The complaints charge that the stations have been running political ads identified on air as paid for by “Independence USA PAC,” a political action committee, but have failed to reveal that the real source of the money behind them is the committee’s founder and sole funder, billionaire businessman and former New York Mayor Michael Bloomberg.
“It’s past time for the FCC to enforce the law and require the disclosure demanded by the Communications Act,” said former FCC Commissioner Michael Copps, now special adviser to Common Cause’s Media and Democracy Reform Initiative. “As we enter an election year, Americans have a particularly vital interest in knowing who is behind efforts to influence our votes.”
As they filed complaints at the FCC, the groups also sent letters informing more than 100 other stations that Bloomberg is the true sponsor of Independence USA PAC ads, and warning of the potential for similar action if the stations fail to identify him.

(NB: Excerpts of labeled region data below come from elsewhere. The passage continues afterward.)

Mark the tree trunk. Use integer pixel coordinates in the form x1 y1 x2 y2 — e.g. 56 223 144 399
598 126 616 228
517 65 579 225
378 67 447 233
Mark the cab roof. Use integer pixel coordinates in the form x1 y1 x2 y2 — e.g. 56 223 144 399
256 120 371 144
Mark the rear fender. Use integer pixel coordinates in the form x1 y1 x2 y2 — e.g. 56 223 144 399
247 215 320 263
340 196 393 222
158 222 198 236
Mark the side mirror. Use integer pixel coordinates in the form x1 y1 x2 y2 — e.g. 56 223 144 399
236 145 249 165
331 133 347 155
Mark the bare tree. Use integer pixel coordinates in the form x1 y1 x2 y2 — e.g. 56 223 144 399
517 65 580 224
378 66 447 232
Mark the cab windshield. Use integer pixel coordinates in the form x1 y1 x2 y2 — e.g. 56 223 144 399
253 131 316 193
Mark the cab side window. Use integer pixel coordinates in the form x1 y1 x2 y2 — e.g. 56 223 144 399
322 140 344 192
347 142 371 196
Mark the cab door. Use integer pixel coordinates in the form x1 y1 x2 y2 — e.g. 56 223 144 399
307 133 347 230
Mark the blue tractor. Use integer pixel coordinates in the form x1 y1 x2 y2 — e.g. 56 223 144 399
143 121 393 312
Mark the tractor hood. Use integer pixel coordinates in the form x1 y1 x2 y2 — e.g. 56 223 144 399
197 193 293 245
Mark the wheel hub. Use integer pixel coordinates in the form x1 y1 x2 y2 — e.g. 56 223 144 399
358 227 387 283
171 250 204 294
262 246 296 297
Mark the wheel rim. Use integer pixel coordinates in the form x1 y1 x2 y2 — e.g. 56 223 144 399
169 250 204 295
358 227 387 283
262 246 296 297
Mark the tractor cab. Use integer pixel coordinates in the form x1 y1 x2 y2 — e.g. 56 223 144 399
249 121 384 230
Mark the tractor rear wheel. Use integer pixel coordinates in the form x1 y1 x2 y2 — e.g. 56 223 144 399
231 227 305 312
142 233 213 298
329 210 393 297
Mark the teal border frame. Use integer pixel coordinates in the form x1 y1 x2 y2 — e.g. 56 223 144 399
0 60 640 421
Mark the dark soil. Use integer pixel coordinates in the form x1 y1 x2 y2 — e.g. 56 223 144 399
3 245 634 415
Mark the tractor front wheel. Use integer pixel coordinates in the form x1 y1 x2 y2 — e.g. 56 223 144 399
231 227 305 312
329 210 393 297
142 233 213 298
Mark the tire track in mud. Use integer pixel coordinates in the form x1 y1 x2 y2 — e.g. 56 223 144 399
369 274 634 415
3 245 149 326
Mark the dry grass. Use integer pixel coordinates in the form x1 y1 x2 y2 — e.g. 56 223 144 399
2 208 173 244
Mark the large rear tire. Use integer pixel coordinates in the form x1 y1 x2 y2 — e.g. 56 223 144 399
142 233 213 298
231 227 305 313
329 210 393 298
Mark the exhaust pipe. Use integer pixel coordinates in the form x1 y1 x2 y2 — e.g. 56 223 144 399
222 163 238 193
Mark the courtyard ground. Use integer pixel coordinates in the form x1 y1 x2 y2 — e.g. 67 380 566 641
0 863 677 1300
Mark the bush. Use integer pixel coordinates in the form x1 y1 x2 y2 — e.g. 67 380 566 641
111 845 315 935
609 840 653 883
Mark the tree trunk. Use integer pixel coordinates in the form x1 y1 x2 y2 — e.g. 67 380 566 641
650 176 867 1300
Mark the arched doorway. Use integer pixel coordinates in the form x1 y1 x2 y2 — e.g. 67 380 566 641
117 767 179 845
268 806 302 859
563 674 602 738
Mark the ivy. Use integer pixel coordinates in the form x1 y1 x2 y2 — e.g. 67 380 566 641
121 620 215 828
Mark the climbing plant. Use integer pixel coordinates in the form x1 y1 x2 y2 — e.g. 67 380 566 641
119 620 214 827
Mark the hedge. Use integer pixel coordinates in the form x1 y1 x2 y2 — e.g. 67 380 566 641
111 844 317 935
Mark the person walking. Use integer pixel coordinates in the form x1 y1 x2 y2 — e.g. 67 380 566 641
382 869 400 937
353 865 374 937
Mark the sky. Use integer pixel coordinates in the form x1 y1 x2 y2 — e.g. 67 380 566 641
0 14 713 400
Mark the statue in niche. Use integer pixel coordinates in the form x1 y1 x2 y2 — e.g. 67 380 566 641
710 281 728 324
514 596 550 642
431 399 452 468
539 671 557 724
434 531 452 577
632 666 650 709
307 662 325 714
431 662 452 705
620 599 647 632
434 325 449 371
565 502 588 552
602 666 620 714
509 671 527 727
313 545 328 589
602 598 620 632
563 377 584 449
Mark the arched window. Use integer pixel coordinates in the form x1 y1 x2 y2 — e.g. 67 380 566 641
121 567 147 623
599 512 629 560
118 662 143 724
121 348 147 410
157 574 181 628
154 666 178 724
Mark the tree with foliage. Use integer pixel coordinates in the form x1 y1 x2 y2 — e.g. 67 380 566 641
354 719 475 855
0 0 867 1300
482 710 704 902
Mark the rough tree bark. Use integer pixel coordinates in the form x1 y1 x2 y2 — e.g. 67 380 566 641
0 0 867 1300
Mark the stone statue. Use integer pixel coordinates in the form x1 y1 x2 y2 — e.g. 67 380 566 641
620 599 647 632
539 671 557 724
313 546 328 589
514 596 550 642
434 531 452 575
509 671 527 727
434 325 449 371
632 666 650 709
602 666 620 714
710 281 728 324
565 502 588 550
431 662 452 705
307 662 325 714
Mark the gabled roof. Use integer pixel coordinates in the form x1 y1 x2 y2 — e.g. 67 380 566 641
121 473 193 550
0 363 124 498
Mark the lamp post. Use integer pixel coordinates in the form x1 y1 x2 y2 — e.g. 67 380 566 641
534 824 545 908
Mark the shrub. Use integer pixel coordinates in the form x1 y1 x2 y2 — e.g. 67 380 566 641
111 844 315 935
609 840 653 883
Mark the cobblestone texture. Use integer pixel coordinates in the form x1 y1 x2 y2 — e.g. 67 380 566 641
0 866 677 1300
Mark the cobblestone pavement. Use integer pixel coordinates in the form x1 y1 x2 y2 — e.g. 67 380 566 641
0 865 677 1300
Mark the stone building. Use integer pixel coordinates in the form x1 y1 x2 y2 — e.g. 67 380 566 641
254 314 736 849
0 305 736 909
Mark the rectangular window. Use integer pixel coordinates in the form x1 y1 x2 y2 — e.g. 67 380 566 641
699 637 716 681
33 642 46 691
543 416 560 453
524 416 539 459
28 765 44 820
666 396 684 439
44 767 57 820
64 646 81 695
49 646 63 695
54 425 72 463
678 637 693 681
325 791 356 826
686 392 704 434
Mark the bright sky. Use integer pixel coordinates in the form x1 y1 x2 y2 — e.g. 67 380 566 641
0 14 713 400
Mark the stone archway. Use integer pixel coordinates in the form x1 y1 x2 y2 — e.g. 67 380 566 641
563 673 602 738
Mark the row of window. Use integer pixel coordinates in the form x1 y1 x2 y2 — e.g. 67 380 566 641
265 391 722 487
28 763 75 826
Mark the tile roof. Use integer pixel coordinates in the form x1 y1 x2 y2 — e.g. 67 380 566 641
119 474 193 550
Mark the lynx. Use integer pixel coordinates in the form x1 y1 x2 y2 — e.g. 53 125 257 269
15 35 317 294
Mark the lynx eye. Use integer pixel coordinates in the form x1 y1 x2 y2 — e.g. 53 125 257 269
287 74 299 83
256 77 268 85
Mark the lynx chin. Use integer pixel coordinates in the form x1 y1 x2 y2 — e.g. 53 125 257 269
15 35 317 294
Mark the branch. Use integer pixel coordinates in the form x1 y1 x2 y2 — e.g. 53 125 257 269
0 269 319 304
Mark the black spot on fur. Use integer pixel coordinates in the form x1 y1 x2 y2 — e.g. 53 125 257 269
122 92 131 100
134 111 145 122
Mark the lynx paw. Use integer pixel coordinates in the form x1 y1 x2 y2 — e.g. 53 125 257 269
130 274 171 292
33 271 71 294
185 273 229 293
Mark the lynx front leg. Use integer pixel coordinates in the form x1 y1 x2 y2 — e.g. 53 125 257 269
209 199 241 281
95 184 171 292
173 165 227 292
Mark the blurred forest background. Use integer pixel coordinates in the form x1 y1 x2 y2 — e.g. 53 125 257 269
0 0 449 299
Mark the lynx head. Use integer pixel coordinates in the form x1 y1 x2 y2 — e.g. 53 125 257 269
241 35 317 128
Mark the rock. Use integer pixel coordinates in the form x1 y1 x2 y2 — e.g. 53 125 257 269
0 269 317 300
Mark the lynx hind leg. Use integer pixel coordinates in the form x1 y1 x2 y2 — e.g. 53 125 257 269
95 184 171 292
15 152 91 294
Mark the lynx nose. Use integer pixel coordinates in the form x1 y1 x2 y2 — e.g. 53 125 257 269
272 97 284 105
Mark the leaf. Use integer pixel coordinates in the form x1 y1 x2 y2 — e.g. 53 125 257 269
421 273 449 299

The Sunlight Foundation and the Campaign Legal Center joined Common Cause in filing the complaints. The action is believed to be the most comprehensive attempt ever to force enforcement of a longstanding FCC disclosure requirement on funding of political ads. The three organizations are being represented by the Institute for Public Representation at the Georgetown University Law Center.
The complaints note that as early as the 1940s, the FCC pointed out to broadcasters that Section 317 of the Communications Act requires that stations “fully and fairly disclose the true identity” of the sponsors of political ads. The disclosure requirement also is in the agency’s rulebook but in an October letter to Chairman Tom Wheeler, Common Cause and its allies charged that the FCC has failed to enforce it.
While ads backed by “independent” groups carry the groups’ names, they generally do not reveal the individuals, corporations or associations that fund those groups.
The Independence USA ads targeted in the complaints take on state attorneys general – Democrats and Republicans – who’ve voiced opposition to the Environmental Protection Agency’s “Clean Power Plan,” which imposes limits on carbon pollution from existing power plants.
Common Cause is a nonpartisan, nonprofit advocacy organization founded in 1970 by John Gardner as a vehicle for citizens to make their voices heard in the political process and to hold their elected leaders accountable to the public interest.